Badan publik di lima wilayah itu lebih memilih memberikan informasi terkait profil lembaga mereka (95,5 persen), dan melaporkan hasil kinerja mereka (87,75 persen). Menurut Agus, ini terjadi karena pengetahuan badan publik di daerah terkait Undang-Undang KIP masih minim.

Dari hasil survei ICW terhadap 1500 responden, hanya 70,73 persen badan publik yang mengetahui mengenai undang-undang tersebut dan kewajiban pelayanan informasi pada masyarakat. Selain itu, hanya 55,8 persen dari 1500 instansi yang memiliki aturan Standar Operasional Prosedur (SOP) dalam pelayanan informasi. "Diantara lima daerah itu sendiri yang respon paling tinggi soal keterbukaan informasi adalah Sumatera Utara yaitu 99 persen, Jawa Tengah 76 persen, Yogyakarta 64 persen, Sulawesi Selatan 58 persen dan Bali 36 persen," jelas Agus.

Menurut, Feddy Tulung, Direktur Jendral Informasi dan Komunikasi Publik, Kementerian Kominfo, kurangnya pengetahuan dan ketertutupan informasi keuangan, karena masyarakat terbiasa dengan orde baru. Pada masa itu segala sesuatu dirahasiakan, sehingga masyarakat hanya mengetahui informasi yang terlihat di luar.

Ia berharap sosialisasi UU KIP lebih diperketat sehingga masyarakat menyadari hak-hak mereka untuk mendapatkan informasi.

"Masyarakat harus sadar bahwa keterbukaan informasi itu penting.
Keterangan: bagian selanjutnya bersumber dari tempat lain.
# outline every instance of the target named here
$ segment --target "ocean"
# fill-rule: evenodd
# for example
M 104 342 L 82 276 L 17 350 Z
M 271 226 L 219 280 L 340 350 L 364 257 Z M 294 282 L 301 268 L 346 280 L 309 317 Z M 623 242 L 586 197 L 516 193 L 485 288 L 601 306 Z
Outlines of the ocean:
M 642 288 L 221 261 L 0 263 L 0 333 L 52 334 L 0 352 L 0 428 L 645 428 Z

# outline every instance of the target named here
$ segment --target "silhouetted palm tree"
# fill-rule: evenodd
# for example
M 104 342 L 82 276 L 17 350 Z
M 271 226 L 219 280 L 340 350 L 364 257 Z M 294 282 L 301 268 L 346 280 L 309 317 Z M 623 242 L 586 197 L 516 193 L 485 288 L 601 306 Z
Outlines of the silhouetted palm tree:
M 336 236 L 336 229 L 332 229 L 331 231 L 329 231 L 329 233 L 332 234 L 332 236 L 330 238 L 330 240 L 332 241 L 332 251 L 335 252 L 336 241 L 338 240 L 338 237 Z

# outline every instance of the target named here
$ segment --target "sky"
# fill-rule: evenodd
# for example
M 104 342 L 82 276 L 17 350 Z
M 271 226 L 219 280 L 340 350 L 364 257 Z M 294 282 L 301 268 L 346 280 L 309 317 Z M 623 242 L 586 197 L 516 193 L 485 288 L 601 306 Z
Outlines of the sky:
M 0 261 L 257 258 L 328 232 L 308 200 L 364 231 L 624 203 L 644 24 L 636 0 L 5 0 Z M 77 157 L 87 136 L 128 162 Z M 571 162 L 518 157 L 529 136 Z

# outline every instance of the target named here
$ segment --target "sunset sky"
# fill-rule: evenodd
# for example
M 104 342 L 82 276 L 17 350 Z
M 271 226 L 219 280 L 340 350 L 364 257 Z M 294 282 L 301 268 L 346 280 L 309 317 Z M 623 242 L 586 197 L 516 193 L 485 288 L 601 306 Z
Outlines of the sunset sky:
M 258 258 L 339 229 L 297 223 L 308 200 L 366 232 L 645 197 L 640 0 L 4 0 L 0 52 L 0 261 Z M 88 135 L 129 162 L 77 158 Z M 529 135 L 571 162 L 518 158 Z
Kalau masyarakat sadar, nantinya akan lebih mudah membuka informasi dari badan publik," kata dia.

Sementara menurut Cahyana Ahmadjayadi, staf ahli menkominfo yang membacakan sambutan Menteri Komunikasi dan Informasi Tifatul

Sembiring sangat mengapresiasi apa yang sudah dilakukan ICW. Menurutnya ICW telah melakukan praktik yang benar, dimana semua pendapatnya telah didasarkan pada riset.
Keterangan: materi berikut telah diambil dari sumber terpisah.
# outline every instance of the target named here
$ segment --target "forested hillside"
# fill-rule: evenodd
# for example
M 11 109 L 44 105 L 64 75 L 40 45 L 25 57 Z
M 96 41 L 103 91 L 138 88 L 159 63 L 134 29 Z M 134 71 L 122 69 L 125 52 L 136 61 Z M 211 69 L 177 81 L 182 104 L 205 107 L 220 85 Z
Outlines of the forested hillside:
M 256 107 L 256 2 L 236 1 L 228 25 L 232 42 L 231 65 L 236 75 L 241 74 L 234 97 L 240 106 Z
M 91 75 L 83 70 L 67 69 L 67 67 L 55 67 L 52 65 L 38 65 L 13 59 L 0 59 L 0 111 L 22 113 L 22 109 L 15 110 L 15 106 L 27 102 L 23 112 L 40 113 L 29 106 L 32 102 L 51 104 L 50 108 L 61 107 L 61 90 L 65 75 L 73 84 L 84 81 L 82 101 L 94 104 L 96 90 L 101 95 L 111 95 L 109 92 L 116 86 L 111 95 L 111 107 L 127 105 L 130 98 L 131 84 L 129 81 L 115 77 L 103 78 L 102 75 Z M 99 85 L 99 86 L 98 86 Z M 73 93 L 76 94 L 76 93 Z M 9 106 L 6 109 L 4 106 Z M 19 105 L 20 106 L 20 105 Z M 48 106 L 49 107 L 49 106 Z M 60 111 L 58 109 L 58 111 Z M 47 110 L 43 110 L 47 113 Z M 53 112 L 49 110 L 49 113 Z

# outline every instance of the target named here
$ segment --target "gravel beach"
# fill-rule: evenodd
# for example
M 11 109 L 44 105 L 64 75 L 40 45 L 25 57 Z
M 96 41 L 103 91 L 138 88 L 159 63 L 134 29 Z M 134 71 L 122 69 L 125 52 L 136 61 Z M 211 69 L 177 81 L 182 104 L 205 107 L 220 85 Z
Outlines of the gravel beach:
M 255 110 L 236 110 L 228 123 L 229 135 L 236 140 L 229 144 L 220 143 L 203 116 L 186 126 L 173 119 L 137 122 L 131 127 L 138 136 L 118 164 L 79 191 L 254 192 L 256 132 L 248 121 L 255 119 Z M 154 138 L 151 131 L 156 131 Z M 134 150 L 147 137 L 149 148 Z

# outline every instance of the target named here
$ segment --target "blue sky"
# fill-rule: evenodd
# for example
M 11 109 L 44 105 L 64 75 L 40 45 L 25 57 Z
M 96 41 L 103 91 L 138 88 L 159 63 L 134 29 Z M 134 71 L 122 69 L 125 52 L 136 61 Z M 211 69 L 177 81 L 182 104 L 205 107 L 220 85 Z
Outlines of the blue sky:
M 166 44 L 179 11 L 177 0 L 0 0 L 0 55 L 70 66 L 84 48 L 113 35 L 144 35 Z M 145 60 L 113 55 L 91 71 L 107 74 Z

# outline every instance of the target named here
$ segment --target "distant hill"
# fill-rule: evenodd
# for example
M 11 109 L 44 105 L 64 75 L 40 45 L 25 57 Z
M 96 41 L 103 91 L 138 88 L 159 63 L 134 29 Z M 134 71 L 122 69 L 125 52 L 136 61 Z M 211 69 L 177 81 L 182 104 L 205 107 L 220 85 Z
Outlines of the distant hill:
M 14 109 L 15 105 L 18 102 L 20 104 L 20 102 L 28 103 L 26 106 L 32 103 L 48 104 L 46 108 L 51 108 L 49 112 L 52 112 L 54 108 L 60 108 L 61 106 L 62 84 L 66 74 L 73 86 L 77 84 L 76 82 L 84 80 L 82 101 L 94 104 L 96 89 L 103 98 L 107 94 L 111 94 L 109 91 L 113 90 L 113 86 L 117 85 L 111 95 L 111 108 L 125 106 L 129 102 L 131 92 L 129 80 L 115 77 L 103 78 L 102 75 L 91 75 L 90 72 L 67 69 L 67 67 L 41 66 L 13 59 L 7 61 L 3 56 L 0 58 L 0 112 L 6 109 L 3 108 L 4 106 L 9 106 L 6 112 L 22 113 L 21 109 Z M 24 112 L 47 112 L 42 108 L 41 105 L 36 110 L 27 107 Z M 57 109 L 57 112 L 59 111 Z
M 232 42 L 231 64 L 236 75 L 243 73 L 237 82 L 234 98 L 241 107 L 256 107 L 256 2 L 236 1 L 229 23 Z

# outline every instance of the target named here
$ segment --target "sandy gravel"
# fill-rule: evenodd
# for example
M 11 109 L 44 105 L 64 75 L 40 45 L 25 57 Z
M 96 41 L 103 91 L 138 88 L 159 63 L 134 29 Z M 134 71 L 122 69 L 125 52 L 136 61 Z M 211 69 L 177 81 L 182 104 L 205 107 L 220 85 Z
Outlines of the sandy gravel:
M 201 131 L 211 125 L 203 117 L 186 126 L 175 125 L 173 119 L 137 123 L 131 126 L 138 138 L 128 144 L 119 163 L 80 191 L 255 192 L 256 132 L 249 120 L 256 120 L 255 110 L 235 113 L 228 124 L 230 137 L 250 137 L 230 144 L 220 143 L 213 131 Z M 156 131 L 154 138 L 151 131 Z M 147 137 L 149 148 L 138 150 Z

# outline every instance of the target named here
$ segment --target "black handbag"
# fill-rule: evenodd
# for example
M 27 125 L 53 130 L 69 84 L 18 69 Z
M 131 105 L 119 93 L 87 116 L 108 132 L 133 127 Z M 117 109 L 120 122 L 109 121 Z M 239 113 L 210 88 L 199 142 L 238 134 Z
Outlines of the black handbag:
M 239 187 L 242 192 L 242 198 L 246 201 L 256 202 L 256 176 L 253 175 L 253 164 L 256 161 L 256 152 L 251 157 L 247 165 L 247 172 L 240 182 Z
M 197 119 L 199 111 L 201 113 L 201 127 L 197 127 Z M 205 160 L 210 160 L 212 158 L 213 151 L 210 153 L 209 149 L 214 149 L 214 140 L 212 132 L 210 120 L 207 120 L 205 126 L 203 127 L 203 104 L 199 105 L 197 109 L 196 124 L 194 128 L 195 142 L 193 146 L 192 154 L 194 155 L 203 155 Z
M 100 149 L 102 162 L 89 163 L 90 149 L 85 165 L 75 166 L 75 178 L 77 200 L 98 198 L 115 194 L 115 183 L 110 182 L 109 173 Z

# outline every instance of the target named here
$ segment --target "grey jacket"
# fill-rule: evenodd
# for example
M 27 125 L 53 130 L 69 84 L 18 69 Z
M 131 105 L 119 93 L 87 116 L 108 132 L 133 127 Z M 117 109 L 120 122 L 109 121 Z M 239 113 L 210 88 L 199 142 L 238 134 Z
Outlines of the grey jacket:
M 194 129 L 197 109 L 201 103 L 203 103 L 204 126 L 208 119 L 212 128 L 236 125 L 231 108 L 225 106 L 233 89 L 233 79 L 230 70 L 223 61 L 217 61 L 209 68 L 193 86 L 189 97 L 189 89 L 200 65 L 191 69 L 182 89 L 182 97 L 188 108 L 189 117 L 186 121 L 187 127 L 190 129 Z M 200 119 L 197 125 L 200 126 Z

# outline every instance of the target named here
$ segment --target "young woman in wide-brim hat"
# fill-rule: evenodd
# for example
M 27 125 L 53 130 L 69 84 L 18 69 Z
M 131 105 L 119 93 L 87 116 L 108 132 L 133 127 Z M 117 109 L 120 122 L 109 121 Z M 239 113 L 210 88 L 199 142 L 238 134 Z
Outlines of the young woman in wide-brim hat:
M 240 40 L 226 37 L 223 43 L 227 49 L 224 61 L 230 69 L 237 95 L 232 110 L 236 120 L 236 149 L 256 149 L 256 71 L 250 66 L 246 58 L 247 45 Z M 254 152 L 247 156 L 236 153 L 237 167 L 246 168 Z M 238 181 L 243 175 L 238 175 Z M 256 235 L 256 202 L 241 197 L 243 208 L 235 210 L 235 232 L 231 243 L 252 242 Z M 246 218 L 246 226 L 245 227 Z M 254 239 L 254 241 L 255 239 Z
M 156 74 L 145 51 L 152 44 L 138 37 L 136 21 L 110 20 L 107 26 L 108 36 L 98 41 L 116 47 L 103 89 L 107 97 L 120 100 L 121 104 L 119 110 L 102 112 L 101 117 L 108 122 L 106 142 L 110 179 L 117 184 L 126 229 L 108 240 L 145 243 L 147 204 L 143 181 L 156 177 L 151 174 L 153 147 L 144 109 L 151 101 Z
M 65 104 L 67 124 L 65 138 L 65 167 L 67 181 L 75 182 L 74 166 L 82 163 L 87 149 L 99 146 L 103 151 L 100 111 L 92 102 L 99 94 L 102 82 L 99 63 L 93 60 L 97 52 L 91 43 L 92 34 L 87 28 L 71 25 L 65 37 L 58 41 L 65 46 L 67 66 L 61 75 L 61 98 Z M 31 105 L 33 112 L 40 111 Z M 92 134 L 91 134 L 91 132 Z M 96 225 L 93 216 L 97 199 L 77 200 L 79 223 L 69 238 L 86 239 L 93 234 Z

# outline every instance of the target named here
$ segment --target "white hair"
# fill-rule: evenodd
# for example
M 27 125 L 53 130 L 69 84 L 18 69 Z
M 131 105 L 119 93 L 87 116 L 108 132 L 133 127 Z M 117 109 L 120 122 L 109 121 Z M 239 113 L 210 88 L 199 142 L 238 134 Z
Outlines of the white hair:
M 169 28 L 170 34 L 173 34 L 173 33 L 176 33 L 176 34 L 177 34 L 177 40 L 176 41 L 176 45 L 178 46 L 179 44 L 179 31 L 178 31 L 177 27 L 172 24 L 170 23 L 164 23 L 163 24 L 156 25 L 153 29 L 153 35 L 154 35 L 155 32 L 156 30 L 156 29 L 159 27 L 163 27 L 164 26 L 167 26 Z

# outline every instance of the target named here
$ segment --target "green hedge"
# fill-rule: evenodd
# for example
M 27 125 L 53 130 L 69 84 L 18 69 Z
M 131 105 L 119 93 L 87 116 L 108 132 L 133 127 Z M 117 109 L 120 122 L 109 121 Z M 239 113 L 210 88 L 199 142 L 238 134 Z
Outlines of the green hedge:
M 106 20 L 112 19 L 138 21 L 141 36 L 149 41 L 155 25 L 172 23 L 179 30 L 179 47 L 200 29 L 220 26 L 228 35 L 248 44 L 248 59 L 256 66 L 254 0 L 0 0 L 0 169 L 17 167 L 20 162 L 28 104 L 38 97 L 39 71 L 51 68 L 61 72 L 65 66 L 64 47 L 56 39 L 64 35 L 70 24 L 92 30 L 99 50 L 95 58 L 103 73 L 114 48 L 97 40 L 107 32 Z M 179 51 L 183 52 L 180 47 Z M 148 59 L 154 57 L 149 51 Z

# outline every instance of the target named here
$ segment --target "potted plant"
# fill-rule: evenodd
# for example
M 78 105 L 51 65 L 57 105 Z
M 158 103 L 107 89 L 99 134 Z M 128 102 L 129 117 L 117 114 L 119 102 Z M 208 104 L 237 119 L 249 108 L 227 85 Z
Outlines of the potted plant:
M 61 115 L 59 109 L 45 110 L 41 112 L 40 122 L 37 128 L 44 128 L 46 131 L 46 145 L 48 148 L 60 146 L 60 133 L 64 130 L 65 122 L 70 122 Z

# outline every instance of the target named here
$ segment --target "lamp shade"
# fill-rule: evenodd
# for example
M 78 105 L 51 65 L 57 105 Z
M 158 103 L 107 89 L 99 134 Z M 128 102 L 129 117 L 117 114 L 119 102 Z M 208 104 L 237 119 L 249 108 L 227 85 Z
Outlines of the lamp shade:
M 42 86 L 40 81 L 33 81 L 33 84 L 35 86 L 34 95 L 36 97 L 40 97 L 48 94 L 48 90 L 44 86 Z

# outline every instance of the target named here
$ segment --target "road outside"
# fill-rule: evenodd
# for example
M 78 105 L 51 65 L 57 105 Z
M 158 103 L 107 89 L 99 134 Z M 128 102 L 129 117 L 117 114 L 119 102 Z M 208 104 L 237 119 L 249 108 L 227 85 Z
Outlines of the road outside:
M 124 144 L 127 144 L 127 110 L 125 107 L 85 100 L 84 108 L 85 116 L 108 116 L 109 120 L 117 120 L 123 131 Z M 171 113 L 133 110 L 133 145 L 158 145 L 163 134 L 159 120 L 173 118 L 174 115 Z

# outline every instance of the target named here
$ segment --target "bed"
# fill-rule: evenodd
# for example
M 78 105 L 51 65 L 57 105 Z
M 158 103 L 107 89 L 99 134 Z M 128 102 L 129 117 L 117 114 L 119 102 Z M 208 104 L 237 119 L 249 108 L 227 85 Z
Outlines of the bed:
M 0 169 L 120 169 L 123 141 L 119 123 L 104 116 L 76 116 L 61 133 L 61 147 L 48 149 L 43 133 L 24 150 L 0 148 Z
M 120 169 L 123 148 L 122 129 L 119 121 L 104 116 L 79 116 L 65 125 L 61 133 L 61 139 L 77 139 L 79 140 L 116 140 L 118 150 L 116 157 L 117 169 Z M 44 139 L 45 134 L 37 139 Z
Koordinator ICW, Danang Widoyoko berpendapat bahwa dalam penerapan UU KIP ini adalah membangun tradisi, yaitu tradisi keterbukaan. Setelah membangun lembaga Komisi Informasi, tentu yang harus dibangun adalah tradisi dan edukasi kepada masyarakat tentang semangat keterbukaan ini.